Update function that I have mentioned below is specific to your example but you can make it more generic. It takes sensor name and sensor data as input. It performs 3 steps:

  • It first checks if the table is empty, in that case, set table schema as input dataset schema(which according to your example should be time and sensor name columns) and also make time as a primary key.
  • If the table has data but the column is missing for new sensor then first add a column with null float values and then upsert the data.
  • If a column is already there then just upsert the data.

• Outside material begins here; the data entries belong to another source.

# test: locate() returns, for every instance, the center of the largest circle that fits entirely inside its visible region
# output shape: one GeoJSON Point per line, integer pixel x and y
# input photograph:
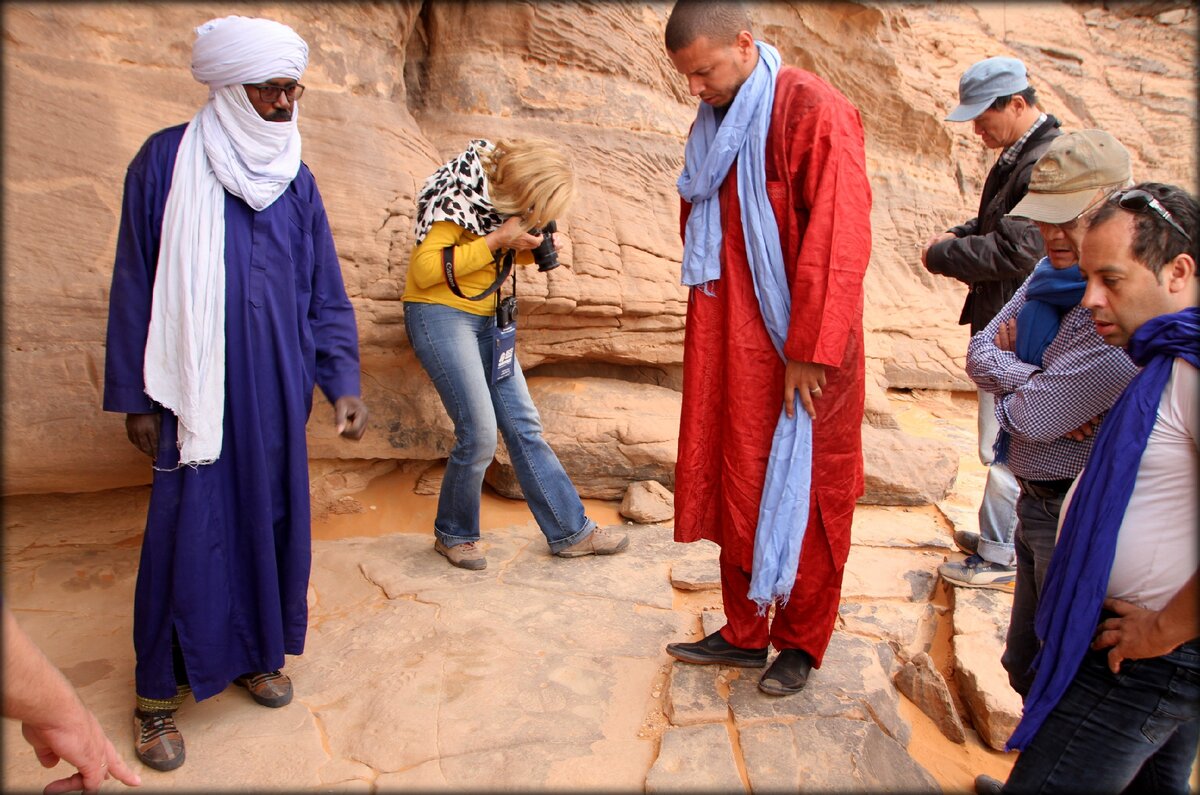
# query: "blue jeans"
{"type": "Point", "coordinates": [997, 512]}
{"type": "Point", "coordinates": [1133, 731]}
{"type": "Point", "coordinates": [455, 348]}
{"type": "Point", "coordinates": [1036, 533]}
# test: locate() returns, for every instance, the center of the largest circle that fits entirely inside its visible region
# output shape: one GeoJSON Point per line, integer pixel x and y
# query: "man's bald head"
{"type": "Point", "coordinates": [718, 22]}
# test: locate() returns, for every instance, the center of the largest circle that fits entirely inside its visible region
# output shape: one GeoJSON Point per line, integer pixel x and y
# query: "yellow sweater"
{"type": "Point", "coordinates": [473, 269]}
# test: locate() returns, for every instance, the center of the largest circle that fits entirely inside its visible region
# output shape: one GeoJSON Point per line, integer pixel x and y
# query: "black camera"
{"type": "Point", "coordinates": [507, 311]}
{"type": "Point", "coordinates": [545, 255]}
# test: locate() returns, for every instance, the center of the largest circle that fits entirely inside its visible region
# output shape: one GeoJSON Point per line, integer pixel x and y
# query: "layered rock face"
{"type": "Point", "coordinates": [396, 88]}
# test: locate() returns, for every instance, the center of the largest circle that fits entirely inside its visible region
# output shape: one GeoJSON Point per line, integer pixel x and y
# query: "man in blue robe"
{"type": "Point", "coordinates": [227, 306]}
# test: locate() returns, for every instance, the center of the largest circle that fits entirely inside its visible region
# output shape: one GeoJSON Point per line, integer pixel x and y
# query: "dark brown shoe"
{"type": "Point", "coordinates": [714, 650]}
{"type": "Point", "coordinates": [273, 689]}
{"type": "Point", "coordinates": [156, 740]}
{"type": "Point", "coordinates": [789, 674]}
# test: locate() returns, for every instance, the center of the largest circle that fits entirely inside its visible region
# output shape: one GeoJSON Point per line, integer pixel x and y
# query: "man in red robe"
{"type": "Point", "coordinates": [735, 378]}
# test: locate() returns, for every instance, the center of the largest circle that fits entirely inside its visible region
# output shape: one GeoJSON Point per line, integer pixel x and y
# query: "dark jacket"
{"type": "Point", "coordinates": [993, 253]}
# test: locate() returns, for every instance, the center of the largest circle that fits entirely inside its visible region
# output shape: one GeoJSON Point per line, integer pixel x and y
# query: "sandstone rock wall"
{"type": "Point", "coordinates": [394, 88]}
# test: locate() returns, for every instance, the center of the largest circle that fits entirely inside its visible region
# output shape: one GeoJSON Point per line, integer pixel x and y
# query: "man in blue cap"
{"type": "Point", "coordinates": [993, 255]}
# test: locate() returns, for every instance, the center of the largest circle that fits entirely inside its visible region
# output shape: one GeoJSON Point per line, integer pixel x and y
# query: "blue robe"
{"type": "Point", "coordinates": [227, 547]}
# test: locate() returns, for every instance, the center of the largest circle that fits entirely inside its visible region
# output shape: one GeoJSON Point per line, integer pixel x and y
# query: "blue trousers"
{"type": "Point", "coordinates": [455, 348]}
{"type": "Point", "coordinates": [1133, 731]}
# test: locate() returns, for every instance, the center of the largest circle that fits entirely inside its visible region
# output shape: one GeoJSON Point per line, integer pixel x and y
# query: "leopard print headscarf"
{"type": "Point", "coordinates": [457, 192]}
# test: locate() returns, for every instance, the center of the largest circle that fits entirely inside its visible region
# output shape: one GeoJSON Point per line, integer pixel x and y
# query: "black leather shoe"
{"type": "Point", "coordinates": [715, 650]}
{"type": "Point", "coordinates": [789, 674]}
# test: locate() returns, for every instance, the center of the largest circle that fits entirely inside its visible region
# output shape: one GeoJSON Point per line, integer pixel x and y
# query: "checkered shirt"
{"type": "Point", "coordinates": [1080, 378]}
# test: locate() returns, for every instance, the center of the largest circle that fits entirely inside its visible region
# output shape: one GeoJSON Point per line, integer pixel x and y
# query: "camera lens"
{"type": "Point", "coordinates": [545, 255]}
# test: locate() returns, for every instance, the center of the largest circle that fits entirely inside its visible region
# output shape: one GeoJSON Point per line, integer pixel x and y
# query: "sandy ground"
{"type": "Point", "coordinates": [61, 522]}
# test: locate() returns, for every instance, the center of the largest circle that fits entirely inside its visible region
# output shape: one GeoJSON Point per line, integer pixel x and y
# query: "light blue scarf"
{"type": "Point", "coordinates": [708, 155]}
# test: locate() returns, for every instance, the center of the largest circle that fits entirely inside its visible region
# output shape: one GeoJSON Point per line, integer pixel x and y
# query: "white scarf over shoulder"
{"type": "Point", "coordinates": [227, 147]}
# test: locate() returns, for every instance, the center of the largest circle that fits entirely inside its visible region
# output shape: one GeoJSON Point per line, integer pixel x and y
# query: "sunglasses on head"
{"type": "Point", "coordinates": [1139, 201]}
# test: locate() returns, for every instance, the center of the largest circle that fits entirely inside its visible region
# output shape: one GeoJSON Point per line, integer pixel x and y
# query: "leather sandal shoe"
{"type": "Point", "coordinates": [271, 689]}
{"type": "Point", "coordinates": [465, 556]}
{"type": "Point", "coordinates": [601, 541]}
{"type": "Point", "coordinates": [789, 674]}
{"type": "Point", "coordinates": [156, 740]}
{"type": "Point", "coordinates": [715, 650]}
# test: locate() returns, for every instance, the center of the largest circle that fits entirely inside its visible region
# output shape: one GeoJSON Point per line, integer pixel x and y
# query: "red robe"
{"type": "Point", "coordinates": [733, 378]}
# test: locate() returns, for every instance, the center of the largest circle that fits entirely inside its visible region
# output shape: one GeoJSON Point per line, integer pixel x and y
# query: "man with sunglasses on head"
{"type": "Point", "coordinates": [227, 306]}
{"type": "Point", "coordinates": [1050, 374]}
{"type": "Point", "coordinates": [1115, 705]}
{"type": "Point", "coordinates": [993, 253]}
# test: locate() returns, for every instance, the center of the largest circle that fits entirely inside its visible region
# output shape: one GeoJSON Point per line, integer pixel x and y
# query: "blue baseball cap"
{"type": "Point", "coordinates": [987, 81]}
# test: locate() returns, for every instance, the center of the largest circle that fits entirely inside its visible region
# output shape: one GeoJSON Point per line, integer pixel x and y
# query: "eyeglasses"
{"type": "Point", "coordinates": [1138, 201]}
{"type": "Point", "coordinates": [270, 93]}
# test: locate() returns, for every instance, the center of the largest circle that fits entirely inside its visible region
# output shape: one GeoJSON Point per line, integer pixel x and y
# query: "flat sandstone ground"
{"type": "Point", "coordinates": [535, 674]}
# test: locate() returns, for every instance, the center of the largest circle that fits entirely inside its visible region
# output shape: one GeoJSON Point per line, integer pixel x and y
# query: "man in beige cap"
{"type": "Point", "coordinates": [1051, 374]}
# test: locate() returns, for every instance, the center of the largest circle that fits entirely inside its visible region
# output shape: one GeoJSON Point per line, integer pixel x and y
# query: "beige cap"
{"type": "Point", "coordinates": [1066, 178]}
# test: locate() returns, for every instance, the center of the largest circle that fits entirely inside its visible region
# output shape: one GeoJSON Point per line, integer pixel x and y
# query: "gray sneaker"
{"type": "Point", "coordinates": [988, 785]}
{"type": "Point", "coordinates": [977, 573]}
{"type": "Point", "coordinates": [967, 542]}
{"type": "Point", "coordinates": [465, 556]}
{"type": "Point", "coordinates": [599, 542]}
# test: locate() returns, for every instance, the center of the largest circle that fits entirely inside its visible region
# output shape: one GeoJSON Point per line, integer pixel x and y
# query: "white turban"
{"type": "Point", "coordinates": [227, 147]}
{"type": "Point", "coordinates": [240, 49]}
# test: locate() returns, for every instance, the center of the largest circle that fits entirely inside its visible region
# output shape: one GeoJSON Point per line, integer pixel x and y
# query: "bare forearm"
{"type": "Point", "coordinates": [1180, 620]}
{"type": "Point", "coordinates": [34, 689]}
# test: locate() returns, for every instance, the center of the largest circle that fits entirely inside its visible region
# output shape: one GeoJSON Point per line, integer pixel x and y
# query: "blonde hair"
{"type": "Point", "coordinates": [531, 178]}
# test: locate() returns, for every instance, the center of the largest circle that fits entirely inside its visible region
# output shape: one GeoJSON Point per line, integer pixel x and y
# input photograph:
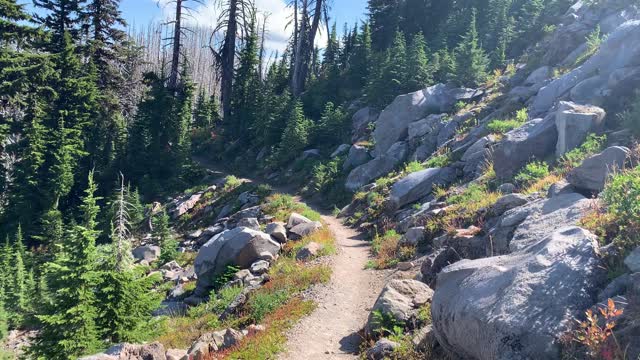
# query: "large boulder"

    q)t:() / table to store all sensors data
    q)upd:{[s;tbl] `t set $[0=count t;`time xkey 0#tbl;not s in cols t;![t;();0b;enlist[s]!enlist count[t]#0Nf];t] upsert tbl}
    
    q)upd[`id1;([]time:1#.z.z;id1:1#14.4)]
    q)upd[`id2;([]time:1#.z.z;id2:1#2.3)]
    
time                    id1  id2
--------------------------------
2019.08.26T13:35:43.203 14.4    
2019.08.26T13:35:46.861      2.3

Some points regarding your design:

If all sensors are not sending data for each time entry then the table will have a lot of null values (similar to the sparse matrix) which would be waste of memory and will have some impact on queries as well. In that case, you can consider other design depending on your use case. For example, instead of storing each time entry, store data in time buckets. Another option is to group related sensors in a different table instead of storing all in one.

Another point you need to consider is you will have a fat table if you keep on adding sensors to it and that has its own issues. Also, it will become a single bottleneck point which could be an issue in the future and scaling it would be hard.

For small sensor sets, the current design is good but if you are planning to add many sensors in future then look into other design options.